Alia obviously didn't care. She began whistling, sounding as carefree as a bird. Her whistle evidently tricked
birds, too, because one called back to her, “Tweet-tweet,” in answer to her “Tweet-tweet-tweet.”

And then Nina realized it wasn't another bird, but Percy and Matthias. They stepped up quietly behind her.

“Safe?” Alia asked.

“Safe,” Matthias answered.

The boys sat down beside Nina. As if they'd all agreed ahead of time, Percy opened the food bag and handed out what seemed to be a feast: a box of cereal, a box of raisins, and an apple for everyone. Nina didn't object. Matthias raised his apple like he was making a toast: “To our new home,” he said.

“To roughing it,” Percy said.

“To Nina's idea,” Alia said.

Nina looked from face to face, then raised her own apple and said, “To my new friends getting us here safely.”

Eating required full concentration. Chewing and swallowing was such a joy that no one spoke until they were down to the cores of their apples, picking out the last bits of flesh from among the seeds. Then Nina said what she'd worked out during her long, silent walk with Alia.

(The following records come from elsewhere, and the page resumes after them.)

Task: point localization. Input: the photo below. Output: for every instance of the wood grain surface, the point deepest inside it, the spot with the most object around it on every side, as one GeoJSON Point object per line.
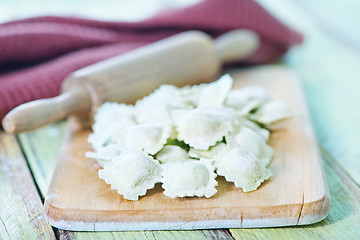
{"type": "Point", "coordinates": [296, 194]}
{"type": "Point", "coordinates": [21, 215]}
{"type": "Point", "coordinates": [326, 64]}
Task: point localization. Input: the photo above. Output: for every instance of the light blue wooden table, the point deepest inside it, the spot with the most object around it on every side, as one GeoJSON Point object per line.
{"type": "Point", "coordinates": [328, 64]}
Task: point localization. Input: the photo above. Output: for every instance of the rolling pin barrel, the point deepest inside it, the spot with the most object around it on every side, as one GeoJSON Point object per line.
{"type": "Point", "coordinates": [186, 58]}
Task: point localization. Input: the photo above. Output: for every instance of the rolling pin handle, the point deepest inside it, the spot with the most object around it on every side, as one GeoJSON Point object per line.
{"type": "Point", "coordinates": [35, 114]}
{"type": "Point", "coordinates": [236, 45]}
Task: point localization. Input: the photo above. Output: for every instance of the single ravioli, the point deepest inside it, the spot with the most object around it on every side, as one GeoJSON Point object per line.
{"type": "Point", "coordinates": [271, 112]}
{"type": "Point", "coordinates": [265, 133]}
{"type": "Point", "coordinates": [105, 154]}
{"type": "Point", "coordinates": [247, 98]}
{"type": "Point", "coordinates": [131, 174]}
{"type": "Point", "coordinates": [153, 108]}
{"type": "Point", "coordinates": [149, 138]}
{"type": "Point", "coordinates": [215, 93]}
{"type": "Point", "coordinates": [242, 168]}
{"type": "Point", "coordinates": [110, 121]}
{"type": "Point", "coordinates": [172, 153]}
{"type": "Point", "coordinates": [208, 154]}
{"type": "Point", "coordinates": [204, 126]}
{"type": "Point", "coordinates": [188, 179]}
{"type": "Point", "coordinates": [111, 113]}
{"type": "Point", "coordinates": [251, 141]}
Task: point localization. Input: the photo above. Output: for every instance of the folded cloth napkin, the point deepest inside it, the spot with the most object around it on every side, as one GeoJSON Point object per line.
{"type": "Point", "coordinates": [36, 54]}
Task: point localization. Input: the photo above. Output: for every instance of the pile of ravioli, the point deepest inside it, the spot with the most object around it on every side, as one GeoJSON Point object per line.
{"type": "Point", "coordinates": [185, 137]}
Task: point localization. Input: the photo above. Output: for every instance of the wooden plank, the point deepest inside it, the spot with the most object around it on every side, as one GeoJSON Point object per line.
{"type": "Point", "coordinates": [342, 222]}
{"type": "Point", "coordinates": [41, 148]}
{"type": "Point", "coordinates": [147, 235]}
{"type": "Point", "coordinates": [79, 200]}
{"type": "Point", "coordinates": [329, 70]}
{"type": "Point", "coordinates": [42, 162]}
{"type": "Point", "coordinates": [21, 211]}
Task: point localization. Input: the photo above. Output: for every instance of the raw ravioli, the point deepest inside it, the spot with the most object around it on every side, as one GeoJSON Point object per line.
{"type": "Point", "coordinates": [204, 126]}
{"type": "Point", "coordinates": [131, 174]}
{"type": "Point", "coordinates": [191, 132]}
{"type": "Point", "coordinates": [172, 153]}
{"type": "Point", "coordinates": [247, 98]}
{"type": "Point", "coordinates": [105, 154]}
{"type": "Point", "coordinates": [149, 138]}
{"type": "Point", "coordinates": [271, 112]}
{"type": "Point", "coordinates": [242, 168]}
{"type": "Point", "coordinates": [215, 93]}
{"type": "Point", "coordinates": [253, 142]}
{"type": "Point", "coordinates": [188, 179]}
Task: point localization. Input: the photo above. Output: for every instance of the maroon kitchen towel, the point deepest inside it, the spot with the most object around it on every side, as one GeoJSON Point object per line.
{"type": "Point", "coordinates": [36, 54]}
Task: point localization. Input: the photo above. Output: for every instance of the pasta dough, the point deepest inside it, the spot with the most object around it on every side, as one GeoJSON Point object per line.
{"type": "Point", "coordinates": [242, 168]}
{"type": "Point", "coordinates": [188, 179]}
{"type": "Point", "coordinates": [185, 137]}
{"type": "Point", "coordinates": [204, 127]}
{"type": "Point", "coordinates": [131, 174]}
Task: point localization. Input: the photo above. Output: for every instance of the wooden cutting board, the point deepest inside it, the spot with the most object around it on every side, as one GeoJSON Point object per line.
{"type": "Point", "coordinates": [296, 194]}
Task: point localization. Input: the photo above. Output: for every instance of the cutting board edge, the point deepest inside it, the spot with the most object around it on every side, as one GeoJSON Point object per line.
{"type": "Point", "coordinates": [311, 212]}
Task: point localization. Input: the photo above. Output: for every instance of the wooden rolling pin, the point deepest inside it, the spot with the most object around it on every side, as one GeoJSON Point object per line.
{"type": "Point", "coordinates": [186, 58]}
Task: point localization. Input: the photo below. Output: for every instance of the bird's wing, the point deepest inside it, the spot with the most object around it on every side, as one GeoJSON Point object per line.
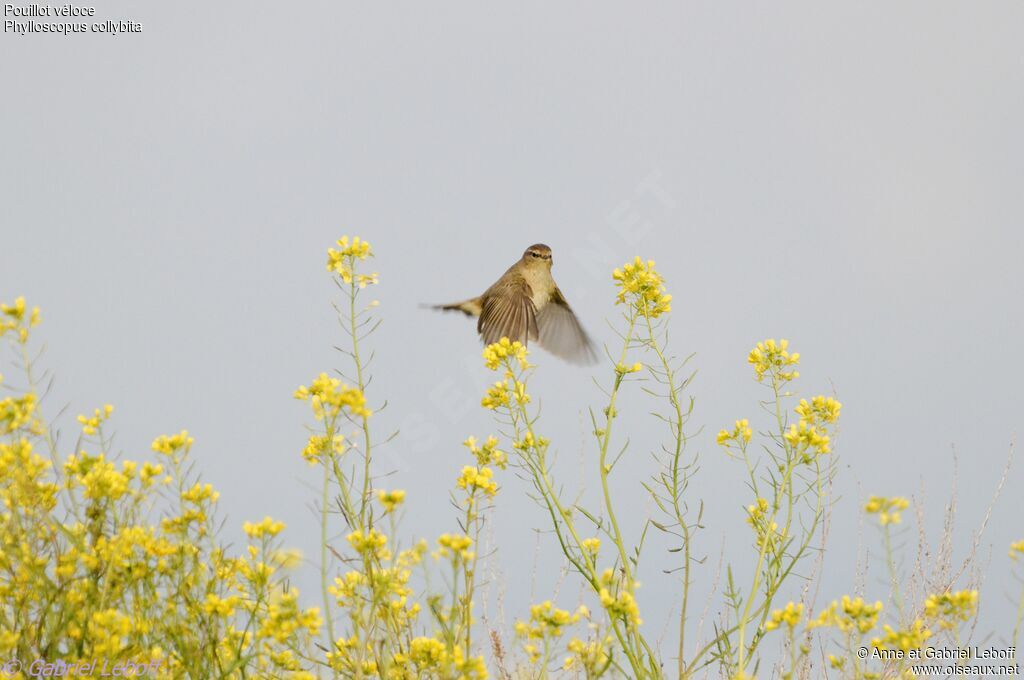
{"type": "Point", "coordinates": [507, 311]}
{"type": "Point", "coordinates": [561, 334]}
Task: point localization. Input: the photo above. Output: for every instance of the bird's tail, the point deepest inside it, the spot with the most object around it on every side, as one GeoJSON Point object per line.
{"type": "Point", "coordinates": [469, 307]}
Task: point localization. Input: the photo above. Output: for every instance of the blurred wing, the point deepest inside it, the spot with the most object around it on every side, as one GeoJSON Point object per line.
{"type": "Point", "coordinates": [561, 334]}
{"type": "Point", "coordinates": [508, 312]}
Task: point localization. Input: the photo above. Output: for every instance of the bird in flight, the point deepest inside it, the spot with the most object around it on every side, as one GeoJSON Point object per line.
{"type": "Point", "coordinates": [525, 304]}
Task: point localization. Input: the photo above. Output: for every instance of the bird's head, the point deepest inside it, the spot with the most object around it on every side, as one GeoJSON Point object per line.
{"type": "Point", "coordinates": [538, 255]}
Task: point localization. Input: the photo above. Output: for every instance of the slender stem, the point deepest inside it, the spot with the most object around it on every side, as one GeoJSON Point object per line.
{"type": "Point", "coordinates": [893, 578]}
{"type": "Point", "coordinates": [325, 568]}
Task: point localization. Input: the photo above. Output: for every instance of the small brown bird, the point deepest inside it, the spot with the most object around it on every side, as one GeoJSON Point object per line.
{"type": "Point", "coordinates": [525, 304]}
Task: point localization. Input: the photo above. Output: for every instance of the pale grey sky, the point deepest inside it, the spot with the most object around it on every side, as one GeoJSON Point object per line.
{"type": "Point", "coordinates": [847, 176]}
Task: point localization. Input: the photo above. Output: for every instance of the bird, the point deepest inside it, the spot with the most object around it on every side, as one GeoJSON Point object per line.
{"type": "Point", "coordinates": [525, 305]}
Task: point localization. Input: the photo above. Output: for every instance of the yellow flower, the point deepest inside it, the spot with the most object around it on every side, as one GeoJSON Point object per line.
{"type": "Point", "coordinates": [623, 370]}
{"type": "Point", "coordinates": [888, 509]}
{"type": "Point", "coordinates": [12, 317]}
{"type": "Point", "coordinates": [642, 288]}
{"type": "Point", "coordinates": [850, 614]}
{"type": "Point", "coordinates": [740, 433]}
{"type": "Point", "coordinates": [820, 410]}
{"type": "Point", "coordinates": [503, 351]}
{"type": "Point", "coordinates": [807, 439]}
{"type": "Point", "coordinates": [317, 444]}
{"type": "Point", "coordinates": [427, 653]}
{"type": "Point", "coordinates": [546, 621]}
{"type": "Point", "coordinates": [343, 261]}
{"type": "Point", "coordinates": [328, 396]}
{"type": "Point", "coordinates": [170, 444]}
{"type": "Point", "coordinates": [221, 607]}
{"type": "Point", "coordinates": [91, 424]}
{"type": "Point", "coordinates": [791, 615]}
{"type": "Point", "coordinates": [473, 479]}
{"type": "Point", "coordinates": [948, 608]}
{"type": "Point", "coordinates": [16, 412]}
{"type": "Point", "coordinates": [488, 454]}
{"type": "Point", "coordinates": [390, 500]}
{"type": "Point", "coordinates": [772, 357]}
{"type": "Point", "coordinates": [266, 527]}
{"type": "Point", "coordinates": [455, 545]}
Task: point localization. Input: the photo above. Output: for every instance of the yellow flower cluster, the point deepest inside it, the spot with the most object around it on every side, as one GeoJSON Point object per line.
{"type": "Point", "coordinates": [546, 621]}
{"type": "Point", "coordinates": [477, 479]}
{"type": "Point", "coordinates": [456, 546]}
{"type": "Point", "coordinates": [502, 352]}
{"type": "Point", "coordinates": [791, 614]}
{"type": "Point", "coordinates": [593, 657]}
{"type": "Point", "coordinates": [90, 424]}
{"type": "Point", "coordinates": [328, 396]}
{"type": "Point", "coordinates": [169, 445]}
{"type": "Point", "coordinates": [101, 565]}
{"type": "Point", "coordinates": [819, 410]}
{"type": "Point", "coordinates": [390, 500]}
{"type": "Point", "coordinates": [807, 439]}
{"type": "Point", "coordinates": [528, 442]}
{"type": "Point", "coordinates": [317, 445]}
{"type": "Point", "coordinates": [642, 288]}
{"type": "Point", "coordinates": [741, 434]}
{"type": "Point", "coordinates": [342, 261]}
{"type": "Point", "coordinates": [948, 608]}
{"type": "Point", "coordinates": [773, 358]}
{"type": "Point", "coordinates": [911, 637]}
{"type": "Point", "coordinates": [849, 614]}
{"type": "Point", "coordinates": [622, 369]}
{"type": "Point", "coordinates": [17, 413]}
{"type": "Point", "coordinates": [13, 319]}
{"type": "Point", "coordinates": [432, 657]}
{"type": "Point", "coordinates": [487, 453]}
{"type": "Point", "coordinates": [888, 509]}
{"type": "Point", "coordinates": [265, 528]}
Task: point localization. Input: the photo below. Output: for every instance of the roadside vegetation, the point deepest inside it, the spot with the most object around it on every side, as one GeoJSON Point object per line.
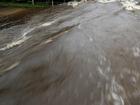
{"type": "Point", "coordinates": [26, 3]}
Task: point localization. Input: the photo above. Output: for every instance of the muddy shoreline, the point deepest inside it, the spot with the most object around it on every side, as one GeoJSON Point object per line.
{"type": "Point", "coordinates": [14, 16]}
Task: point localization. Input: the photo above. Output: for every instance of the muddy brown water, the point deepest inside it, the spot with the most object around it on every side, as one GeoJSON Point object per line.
{"type": "Point", "coordinates": [88, 55]}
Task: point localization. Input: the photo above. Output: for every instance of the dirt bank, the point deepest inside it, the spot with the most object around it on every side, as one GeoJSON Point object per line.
{"type": "Point", "coordinates": [12, 16]}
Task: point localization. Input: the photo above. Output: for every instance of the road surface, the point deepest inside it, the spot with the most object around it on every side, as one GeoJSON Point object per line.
{"type": "Point", "coordinates": [88, 55]}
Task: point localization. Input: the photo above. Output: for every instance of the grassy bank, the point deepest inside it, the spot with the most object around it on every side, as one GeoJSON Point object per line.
{"type": "Point", "coordinates": [24, 5]}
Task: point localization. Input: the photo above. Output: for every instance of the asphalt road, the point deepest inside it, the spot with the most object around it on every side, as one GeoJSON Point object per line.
{"type": "Point", "coordinates": [89, 55]}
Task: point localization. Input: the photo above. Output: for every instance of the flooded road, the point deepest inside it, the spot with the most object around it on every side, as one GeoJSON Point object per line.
{"type": "Point", "coordinates": [88, 55]}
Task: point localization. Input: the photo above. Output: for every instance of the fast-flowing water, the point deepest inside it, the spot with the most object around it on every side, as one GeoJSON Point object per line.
{"type": "Point", "coordinates": [87, 55]}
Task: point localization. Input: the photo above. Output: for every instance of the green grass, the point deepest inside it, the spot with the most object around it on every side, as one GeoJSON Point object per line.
{"type": "Point", "coordinates": [26, 5]}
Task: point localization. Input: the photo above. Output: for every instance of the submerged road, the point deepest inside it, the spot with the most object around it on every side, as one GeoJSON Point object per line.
{"type": "Point", "coordinates": [89, 55]}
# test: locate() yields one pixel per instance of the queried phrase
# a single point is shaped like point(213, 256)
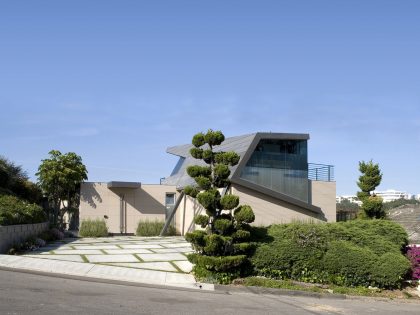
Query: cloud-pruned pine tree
point(222, 246)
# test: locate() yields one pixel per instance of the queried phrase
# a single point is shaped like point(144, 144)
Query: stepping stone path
point(149, 253)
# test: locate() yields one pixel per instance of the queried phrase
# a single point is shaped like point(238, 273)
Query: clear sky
point(118, 82)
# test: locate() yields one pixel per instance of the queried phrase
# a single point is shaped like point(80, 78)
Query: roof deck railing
point(321, 172)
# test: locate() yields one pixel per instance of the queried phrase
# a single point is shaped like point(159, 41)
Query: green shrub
point(93, 228)
point(390, 270)
point(352, 253)
point(349, 264)
point(17, 211)
point(153, 228)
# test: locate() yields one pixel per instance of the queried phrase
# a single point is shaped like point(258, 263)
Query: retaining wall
point(12, 234)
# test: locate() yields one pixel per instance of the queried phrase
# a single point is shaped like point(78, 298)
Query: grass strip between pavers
point(176, 267)
point(84, 258)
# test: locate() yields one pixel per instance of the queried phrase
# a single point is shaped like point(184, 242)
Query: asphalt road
point(22, 293)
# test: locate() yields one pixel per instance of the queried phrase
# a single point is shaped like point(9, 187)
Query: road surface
point(22, 293)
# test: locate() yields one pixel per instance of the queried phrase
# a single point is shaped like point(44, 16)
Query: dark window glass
point(280, 165)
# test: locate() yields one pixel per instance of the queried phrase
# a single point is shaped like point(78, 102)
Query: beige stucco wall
point(323, 196)
point(146, 202)
point(269, 210)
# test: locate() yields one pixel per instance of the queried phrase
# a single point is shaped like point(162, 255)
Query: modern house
point(273, 176)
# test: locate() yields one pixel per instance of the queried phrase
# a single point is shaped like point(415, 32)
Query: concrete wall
point(13, 234)
point(323, 196)
point(146, 202)
point(268, 210)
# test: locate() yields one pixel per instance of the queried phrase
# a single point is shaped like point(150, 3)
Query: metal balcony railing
point(321, 172)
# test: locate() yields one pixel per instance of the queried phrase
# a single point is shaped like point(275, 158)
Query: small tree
point(60, 177)
point(221, 248)
point(371, 178)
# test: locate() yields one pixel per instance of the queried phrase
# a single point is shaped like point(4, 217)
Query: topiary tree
point(60, 177)
point(371, 178)
point(221, 247)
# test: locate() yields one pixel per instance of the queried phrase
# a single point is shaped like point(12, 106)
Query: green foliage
point(215, 244)
point(229, 202)
point(60, 177)
point(358, 252)
point(209, 199)
point(241, 235)
point(213, 138)
point(244, 214)
point(14, 181)
point(196, 153)
point(198, 140)
point(93, 228)
point(390, 269)
point(349, 264)
point(202, 220)
point(17, 211)
point(371, 178)
point(372, 207)
point(219, 263)
point(203, 182)
point(191, 191)
point(221, 171)
point(196, 239)
point(223, 226)
point(153, 228)
point(216, 248)
point(196, 170)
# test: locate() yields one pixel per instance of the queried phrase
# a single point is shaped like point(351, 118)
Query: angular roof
point(244, 146)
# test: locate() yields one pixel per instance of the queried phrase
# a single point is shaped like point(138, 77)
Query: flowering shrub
point(39, 242)
point(413, 253)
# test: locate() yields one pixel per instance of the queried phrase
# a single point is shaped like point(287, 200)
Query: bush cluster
point(413, 254)
point(353, 253)
point(93, 228)
point(35, 242)
point(153, 228)
point(17, 211)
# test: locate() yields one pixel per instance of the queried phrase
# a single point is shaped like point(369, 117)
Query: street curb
point(273, 291)
point(105, 281)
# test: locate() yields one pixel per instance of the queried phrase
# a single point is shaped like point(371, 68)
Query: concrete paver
point(162, 257)
point(111, 258)
point(159, 265)
point(114, 258)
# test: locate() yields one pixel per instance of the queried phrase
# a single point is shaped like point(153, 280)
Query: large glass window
point(280, 165)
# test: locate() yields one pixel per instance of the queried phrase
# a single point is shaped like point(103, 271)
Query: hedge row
point(352, 253)
point(17, 211)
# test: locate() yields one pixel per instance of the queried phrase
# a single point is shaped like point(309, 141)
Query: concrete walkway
point(147, 260)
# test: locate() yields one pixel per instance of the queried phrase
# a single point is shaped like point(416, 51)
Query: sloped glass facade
point(280, 165)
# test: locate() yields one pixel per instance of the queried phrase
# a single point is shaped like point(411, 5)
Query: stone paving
point(149, 253)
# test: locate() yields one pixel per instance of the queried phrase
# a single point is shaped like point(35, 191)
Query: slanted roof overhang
point(246, 145)
point(115, 184)
point(236, 179)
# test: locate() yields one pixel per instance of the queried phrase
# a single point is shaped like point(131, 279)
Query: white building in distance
point(391, 195)
point(386, 195)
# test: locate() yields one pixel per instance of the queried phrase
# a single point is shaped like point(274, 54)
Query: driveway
point(142, 260)
point(150, 253)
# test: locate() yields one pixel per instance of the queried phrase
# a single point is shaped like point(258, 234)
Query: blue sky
point(118, 82)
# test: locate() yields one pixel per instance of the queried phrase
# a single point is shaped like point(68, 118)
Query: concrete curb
point(103, 272)
point(285, 292)
point(105, 281)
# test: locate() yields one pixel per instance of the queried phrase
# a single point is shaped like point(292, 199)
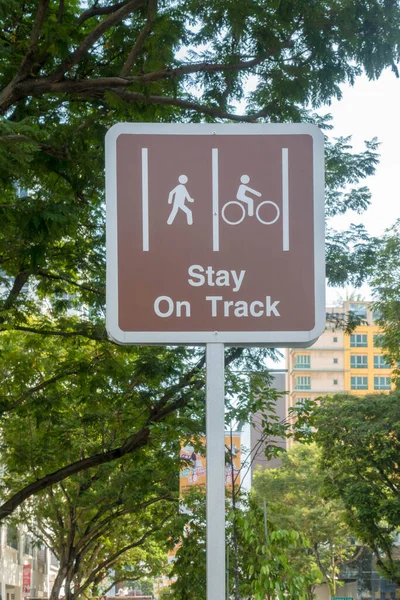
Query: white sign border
point(230, 338)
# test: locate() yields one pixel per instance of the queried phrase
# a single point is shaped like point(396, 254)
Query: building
point(339, 362)
point(257, 445)
point(27, 567)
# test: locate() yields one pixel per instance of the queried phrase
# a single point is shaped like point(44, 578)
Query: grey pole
point(215, 370)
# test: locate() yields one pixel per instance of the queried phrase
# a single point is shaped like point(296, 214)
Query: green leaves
point(359, 439)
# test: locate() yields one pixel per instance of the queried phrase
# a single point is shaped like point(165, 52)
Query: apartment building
point(340, 362)
point(27, 568)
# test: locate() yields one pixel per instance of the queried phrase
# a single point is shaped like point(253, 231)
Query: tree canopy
point(294, 500)
point(359, 440)
point(70, 70)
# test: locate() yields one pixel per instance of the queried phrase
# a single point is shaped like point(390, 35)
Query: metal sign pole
point(215, 372)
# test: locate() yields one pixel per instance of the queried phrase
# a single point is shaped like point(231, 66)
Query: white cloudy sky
point(371, 109)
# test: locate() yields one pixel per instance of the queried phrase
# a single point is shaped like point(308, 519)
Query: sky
point(371, 109)
point(368, 109)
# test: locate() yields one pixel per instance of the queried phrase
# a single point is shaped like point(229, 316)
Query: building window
point(378, 340)
point(12, 537)
point(359, 383)
point(359, 361)
point(360, 310)
point(303, 383)
point(381, 383)
point(358, 340)
point(303, 361)
point(380, 362)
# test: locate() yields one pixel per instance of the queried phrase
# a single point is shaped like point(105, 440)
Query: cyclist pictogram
point(244, 195)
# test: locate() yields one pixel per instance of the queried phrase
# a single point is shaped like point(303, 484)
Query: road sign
point(215, 233)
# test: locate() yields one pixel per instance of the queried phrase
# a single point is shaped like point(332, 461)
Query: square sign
point(215, 233)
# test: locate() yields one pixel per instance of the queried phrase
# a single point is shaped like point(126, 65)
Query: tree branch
point(82, 286)
point(137, 47)
point(94, 35)
point(131, 444)
point(108, 562)
point(97, 11)
point(37, 388)
point(188, 105)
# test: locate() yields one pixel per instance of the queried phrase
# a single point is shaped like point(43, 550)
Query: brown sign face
point(214, 234)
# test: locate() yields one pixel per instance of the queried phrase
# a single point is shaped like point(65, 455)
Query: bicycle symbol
point(242, 196)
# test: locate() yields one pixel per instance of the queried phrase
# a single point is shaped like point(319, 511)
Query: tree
point(265, 569)
point(359, 442)
point(72, 70)
point(294, 500)
point(385, 283)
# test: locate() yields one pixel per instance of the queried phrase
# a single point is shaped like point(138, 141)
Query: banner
point(26, 580)
point(195, 473)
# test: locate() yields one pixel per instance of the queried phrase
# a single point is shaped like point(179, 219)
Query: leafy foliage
point(294, 498)
point(386, 290)
point(359, 441)
point(265, 569)
point(69, 72)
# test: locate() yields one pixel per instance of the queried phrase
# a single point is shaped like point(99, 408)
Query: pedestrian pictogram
point(216, 233)
point(177, 197)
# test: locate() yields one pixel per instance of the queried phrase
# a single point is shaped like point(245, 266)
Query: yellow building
point(366, 371)
point(339, 362)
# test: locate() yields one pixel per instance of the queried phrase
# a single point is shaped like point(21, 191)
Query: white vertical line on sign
point(215, 200)
point(285, 199)
point(145, 199)
point(215, 430)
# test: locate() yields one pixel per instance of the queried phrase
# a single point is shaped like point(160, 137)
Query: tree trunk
point(55, 592)
point(234, 525)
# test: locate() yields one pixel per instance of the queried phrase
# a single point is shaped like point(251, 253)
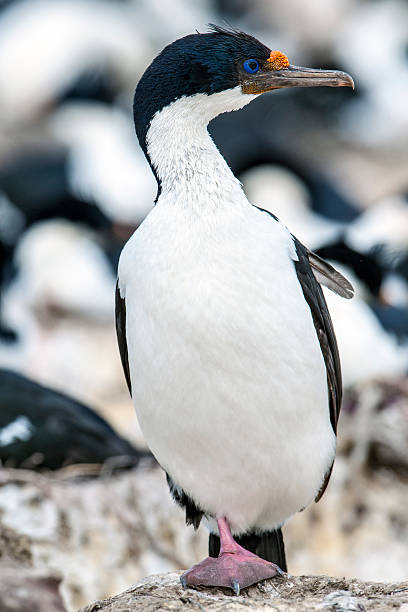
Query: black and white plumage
point(224, 334)
point(43, 429)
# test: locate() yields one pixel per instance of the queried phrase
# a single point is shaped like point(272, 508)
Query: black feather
point(120, 315)
point(193, 512)
point(268, 545)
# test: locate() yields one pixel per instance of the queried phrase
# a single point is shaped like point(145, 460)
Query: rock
point(289, 594)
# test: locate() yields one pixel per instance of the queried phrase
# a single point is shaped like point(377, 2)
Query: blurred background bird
point(333, 167)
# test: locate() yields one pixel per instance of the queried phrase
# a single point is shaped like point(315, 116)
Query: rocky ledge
point(287, 594)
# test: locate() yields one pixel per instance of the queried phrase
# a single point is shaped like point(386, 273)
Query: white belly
point(228, 379)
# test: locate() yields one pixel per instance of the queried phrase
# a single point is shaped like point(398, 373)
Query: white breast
point(228, 379)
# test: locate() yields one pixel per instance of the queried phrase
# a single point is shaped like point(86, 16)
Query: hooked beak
point(294, 76)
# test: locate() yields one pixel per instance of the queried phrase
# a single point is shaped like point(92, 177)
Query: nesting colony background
point(331, 163)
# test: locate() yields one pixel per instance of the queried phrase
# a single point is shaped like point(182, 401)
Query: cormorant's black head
point(215, 62)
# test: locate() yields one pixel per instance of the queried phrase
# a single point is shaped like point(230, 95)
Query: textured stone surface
point(300, 593)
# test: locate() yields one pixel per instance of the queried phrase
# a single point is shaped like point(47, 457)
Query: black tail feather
point(268, 545)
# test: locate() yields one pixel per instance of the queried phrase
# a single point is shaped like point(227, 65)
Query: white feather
point(228, 379)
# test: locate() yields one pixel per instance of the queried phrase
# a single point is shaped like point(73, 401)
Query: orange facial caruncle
point(278, 60)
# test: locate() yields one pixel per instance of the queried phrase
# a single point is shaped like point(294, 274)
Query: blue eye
point(251, 66)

“The three of you are used to roughing it,” she said. “I don't know where you lived before you were arrested, but it was outdoors. And I don't know how, but you made fake I.D.'s for third children. That's what Percy and Matthias went to get last night when we were running away. When you brought back the flashlight.”

Nina waited while the other three exchanged glances. Alia nodded, ever so slightly at the other two.